1911 Encyclopædia Britannica/Naphtha
NAPHTHA, a word originally applied to the more fluid kinds of petroleum, issuing from the ground in the Baku district of Russia and in Persia. It is the νάφθα of Dioscorides, and the naphtha, or bitumen liquidum candidum of Pliny. By the alchemists the word was used principally to distinguish various highly volatile, mobile and inflammable liquids, such as the ethers, sulphuric ether and acetic ether having been known respectively as naphtha sulphurici and naphtha aceti.
The term is now seldom used, either in commerce or in science, without a distinctive prefix, and we thus have the following:
1. Coal-tar Naphtha.—A volatile commercial product obtained by the distillation of coal-tar (see Coal-Tar).

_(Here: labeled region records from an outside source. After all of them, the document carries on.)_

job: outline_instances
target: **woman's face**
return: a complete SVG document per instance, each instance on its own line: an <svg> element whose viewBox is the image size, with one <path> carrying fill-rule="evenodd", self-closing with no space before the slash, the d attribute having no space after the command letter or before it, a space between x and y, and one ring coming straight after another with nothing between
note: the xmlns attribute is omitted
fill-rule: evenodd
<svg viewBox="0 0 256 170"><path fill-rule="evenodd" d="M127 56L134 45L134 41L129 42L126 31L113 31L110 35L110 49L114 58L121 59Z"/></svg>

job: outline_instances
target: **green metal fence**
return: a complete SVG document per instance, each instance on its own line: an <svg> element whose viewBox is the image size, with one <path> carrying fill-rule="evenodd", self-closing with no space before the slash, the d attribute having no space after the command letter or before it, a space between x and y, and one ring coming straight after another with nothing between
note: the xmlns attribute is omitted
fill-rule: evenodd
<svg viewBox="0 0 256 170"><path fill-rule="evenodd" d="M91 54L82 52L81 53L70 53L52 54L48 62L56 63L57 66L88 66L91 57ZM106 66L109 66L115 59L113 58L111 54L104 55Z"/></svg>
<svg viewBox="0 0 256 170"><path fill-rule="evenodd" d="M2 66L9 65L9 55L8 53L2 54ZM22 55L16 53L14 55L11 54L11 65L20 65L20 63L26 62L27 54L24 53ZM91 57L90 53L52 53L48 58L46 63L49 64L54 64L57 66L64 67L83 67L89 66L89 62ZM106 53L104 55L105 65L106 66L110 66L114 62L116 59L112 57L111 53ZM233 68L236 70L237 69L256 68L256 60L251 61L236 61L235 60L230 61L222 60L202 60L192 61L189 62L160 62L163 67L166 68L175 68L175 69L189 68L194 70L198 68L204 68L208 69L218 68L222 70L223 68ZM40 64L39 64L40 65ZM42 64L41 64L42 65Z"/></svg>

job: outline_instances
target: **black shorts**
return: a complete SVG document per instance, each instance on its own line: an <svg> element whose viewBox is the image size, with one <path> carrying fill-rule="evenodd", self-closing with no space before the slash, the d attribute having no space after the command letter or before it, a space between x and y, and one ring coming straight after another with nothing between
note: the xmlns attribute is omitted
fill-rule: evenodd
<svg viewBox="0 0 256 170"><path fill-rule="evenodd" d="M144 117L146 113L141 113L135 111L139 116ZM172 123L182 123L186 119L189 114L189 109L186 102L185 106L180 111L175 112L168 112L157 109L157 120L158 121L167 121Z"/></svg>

2. Shale Naphtha.—Obtained by distillation from the oil produced by the destructive distillation of bituminous shale (see Paraffin).
3. Petroleum Naphtha.—A name sometimes given (e.g. in the United States) to a portion of the more volatile hydrocarbons distilled from petroleum (see Petroleum).
4. Wood Naphtha.—Methyl alcohol (q.v.).
5. Bone Naphtha.—Known also as bone oil or Dippel’s oil. A volatile product of offensive odour obtained in the carbonization of bones for the manufacture of animal charcoal.
6. Caoutchouc Naphtha.—A volatile product obtained by the destructive distillation of rubber. (B. R.)